Home East Africa Uganda strives to balance food systems

Uganda strives to balance food systems


As the world is set to commemorate World Food Day on Friday in the middle of the COVID-19 pandemic, Uganda says it is striving to balance the food systems that have been disrupted by the impacts of the COVID-19.

Vincent Ssempijja, minister of agriculture, told reporters here that although Uganda produces more than enough food to feed everyone, its food systems are out of balance.

Hunger, obesity, environmental degradation, loss of agro-biological diversity, food loss and waste, and a lack of security for food chain workers are only some of the issues that underline the imbalance.

“In Uganda, the challenge is that the population continues to grow at a rapid rate of 3.2 percent per annum; while agricultural productivity is at 2.9 percent per annum. As a country we have a food gap of 0.3 percent that must be addressed to match the population growth rate,” he said on Tuesday, ahead of the Friday commemorations that will be held under the theme, “grow a variety of food to nourish a growing population and sustain the planet, together.”

Ssempijja said the pandemic has shown that there is a need to reflect on the most basic needs.

“These uncertain times have made many of us rekindle our appreciation for a thing that some take for granted and many go without, food. Food is the essence of life and the bedrock of our cultures and communities,” he said.

“Preserving access to safe and nutritious food is and will continue to be an essential part of the response to the COVID-19 pandemic, particularly for poor and vulnerable communities, who are hit hardest by the pandemic and resulting economic shocks,” he said.

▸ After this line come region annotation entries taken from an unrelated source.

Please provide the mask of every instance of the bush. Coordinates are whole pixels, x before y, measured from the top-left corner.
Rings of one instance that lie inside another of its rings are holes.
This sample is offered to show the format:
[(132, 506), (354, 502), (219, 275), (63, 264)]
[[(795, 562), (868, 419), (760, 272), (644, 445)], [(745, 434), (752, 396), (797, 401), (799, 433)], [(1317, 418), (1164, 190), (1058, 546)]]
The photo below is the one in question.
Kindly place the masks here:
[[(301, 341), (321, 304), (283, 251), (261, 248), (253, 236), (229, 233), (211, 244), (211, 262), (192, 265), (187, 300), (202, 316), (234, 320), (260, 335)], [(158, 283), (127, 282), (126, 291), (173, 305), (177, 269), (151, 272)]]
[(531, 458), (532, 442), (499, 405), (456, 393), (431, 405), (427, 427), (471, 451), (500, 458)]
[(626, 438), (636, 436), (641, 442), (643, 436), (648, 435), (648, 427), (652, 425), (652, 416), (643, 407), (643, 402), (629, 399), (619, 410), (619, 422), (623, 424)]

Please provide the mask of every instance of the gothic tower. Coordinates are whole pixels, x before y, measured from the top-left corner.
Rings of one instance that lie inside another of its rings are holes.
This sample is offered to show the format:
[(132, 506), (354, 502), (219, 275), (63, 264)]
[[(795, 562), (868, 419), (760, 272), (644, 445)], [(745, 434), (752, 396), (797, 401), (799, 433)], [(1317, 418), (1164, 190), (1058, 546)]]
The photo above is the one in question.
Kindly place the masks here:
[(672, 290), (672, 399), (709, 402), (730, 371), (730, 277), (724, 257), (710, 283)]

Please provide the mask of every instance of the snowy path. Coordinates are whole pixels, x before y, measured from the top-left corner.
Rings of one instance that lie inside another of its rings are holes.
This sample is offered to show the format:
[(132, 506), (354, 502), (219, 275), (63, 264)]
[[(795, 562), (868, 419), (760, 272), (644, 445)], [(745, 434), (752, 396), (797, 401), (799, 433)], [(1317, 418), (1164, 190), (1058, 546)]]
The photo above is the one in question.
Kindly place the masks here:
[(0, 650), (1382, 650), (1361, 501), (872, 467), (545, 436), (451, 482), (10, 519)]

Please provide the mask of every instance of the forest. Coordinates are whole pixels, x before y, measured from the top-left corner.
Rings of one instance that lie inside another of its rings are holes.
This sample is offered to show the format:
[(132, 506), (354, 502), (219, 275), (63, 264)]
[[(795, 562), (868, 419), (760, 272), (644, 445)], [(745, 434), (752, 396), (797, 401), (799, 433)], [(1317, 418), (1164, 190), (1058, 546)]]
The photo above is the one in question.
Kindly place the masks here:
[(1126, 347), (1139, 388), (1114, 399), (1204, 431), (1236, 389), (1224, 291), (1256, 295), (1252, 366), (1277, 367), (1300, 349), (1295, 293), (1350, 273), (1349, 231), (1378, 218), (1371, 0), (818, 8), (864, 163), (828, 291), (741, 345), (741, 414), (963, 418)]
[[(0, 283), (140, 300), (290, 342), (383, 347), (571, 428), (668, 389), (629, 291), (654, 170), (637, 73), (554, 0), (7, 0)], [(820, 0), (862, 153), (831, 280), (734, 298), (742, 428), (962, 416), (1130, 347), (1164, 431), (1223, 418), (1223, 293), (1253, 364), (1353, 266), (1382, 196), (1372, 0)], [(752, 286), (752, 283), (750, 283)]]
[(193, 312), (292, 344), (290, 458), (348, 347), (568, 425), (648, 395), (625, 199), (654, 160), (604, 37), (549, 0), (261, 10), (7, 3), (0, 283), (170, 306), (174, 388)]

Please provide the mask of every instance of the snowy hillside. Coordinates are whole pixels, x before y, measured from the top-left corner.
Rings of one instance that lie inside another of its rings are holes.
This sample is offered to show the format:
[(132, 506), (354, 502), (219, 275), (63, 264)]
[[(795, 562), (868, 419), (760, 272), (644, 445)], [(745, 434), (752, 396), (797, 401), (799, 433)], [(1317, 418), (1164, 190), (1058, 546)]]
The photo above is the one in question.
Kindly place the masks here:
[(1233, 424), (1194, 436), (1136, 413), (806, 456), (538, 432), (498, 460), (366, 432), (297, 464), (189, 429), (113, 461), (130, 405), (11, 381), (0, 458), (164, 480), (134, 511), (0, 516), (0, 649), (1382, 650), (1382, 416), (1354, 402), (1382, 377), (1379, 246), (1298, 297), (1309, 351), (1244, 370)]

The Food Security Status reports for Uganda for the period June 2020 to January 2021 noted that in July 2020, two in 10 households in urban areas did not have enough food to eat. Half of them resorted to poor diets or reduced number and size of meals; while six in 10 families sold their productive assets, such as land or livestock, and begged or turned to illegal activities to find food.

The reports reveal that a further 17 percent of Ugandans living in the capital Kampala are experiencing acute food insecurity.

“In a moment like this, it is more important than ever to recognize the need to support our food heroes — farmers and workers throughout the food system — who are making sure that food makes its way from farm to fork even amid disruptions as unprecedented as the current COVID-19 crisis,” Ssempijja said.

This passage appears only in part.